In her talk, which draws from her book, Strangers Drowning, she will touch upon what drives some people to live lives of extraordinary moral commitment. What are the joys, the difficulties, and the complications of such a life? And why do the rest of us not give more than we do? It's not just selfishness: deep cultural forces push people away from altruism. Her work challenges us to think about what we value most, and why.
 
MacFarquhar draws on history, literature, philosophy and social science to ground these deeply reported stories around lives of extreme virtue.
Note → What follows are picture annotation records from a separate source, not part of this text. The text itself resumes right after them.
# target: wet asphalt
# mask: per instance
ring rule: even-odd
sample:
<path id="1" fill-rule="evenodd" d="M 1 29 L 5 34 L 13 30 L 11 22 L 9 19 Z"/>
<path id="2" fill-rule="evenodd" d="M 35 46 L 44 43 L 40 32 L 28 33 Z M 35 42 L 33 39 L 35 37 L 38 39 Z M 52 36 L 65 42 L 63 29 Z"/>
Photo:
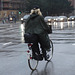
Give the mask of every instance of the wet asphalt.
<path id="1" fill-rule="evenodd" d="M 75 75 L 74 21 L 52 24 L 53 58 L 40 61 L 35 71 L 28 66 L 23 26 L 20 22 L 0 23 L 0 75 Z"/>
Through its sympathetic and beautifully vivid storytelling, her work confronts us with fundamental questions about what it means to be human.
 
Note: Much of this abstract is excerpted from the book jacket of Strangers Drowning.
 
Bio:
Larissa MacFarquhar has been a staff writer at The New Yorker since 1998. Her Profile subjects have included John Ashbery, Barack Obama, Noam Chomsky, Hilary Mantel, Derek Parfit, David Chang, and Aaron Swartz, among many others. She is the author of “Strangers Drowning: Grappling with Impossible Idealism, Drastic Choices, and the Overpowering Urge to Help” (Penguin Press, 2015). Before joining the magazine, she was a senior editor at Lingua Franca and an advisory editor at The Paris Review, and wrote for Artforum, The Nation, The New Republic, the Times Book Review, Slate, and other publications. She has received two Front Page Awards from the Newswomen’s Club of New York, and her writing has appeared in The Best American Political Writing (2007 and 2009) and The Best American Food Writing (2008). Previously, she was a senior editor at Lingua Franca and an advisory editor at The Paris Review.
 
Samanth Subramanian is a writer and journalist based in Cambridge, England. His narrative journalism has appeared in the New Yorker, the New York Times Magazine, the Guardian, WIRED, and Harper's, among other publications. His first book, "Following Fish: Travels Around the Indian Coast," won the Shakti Bhatt First Book Prize in 2010 and was shortlisted for the Andre Simon Award in 2013. His second book, "This Divided Island: Stories from the Sri Lankan War," won the 2015 Crossword Prize for Non Fiction and was shortlisted for the Samuel Johnson Non Fiction Prize and the Royal Society of Literature's Ondaatje Prize the same year. His latest book is a biography of JBS Haldane.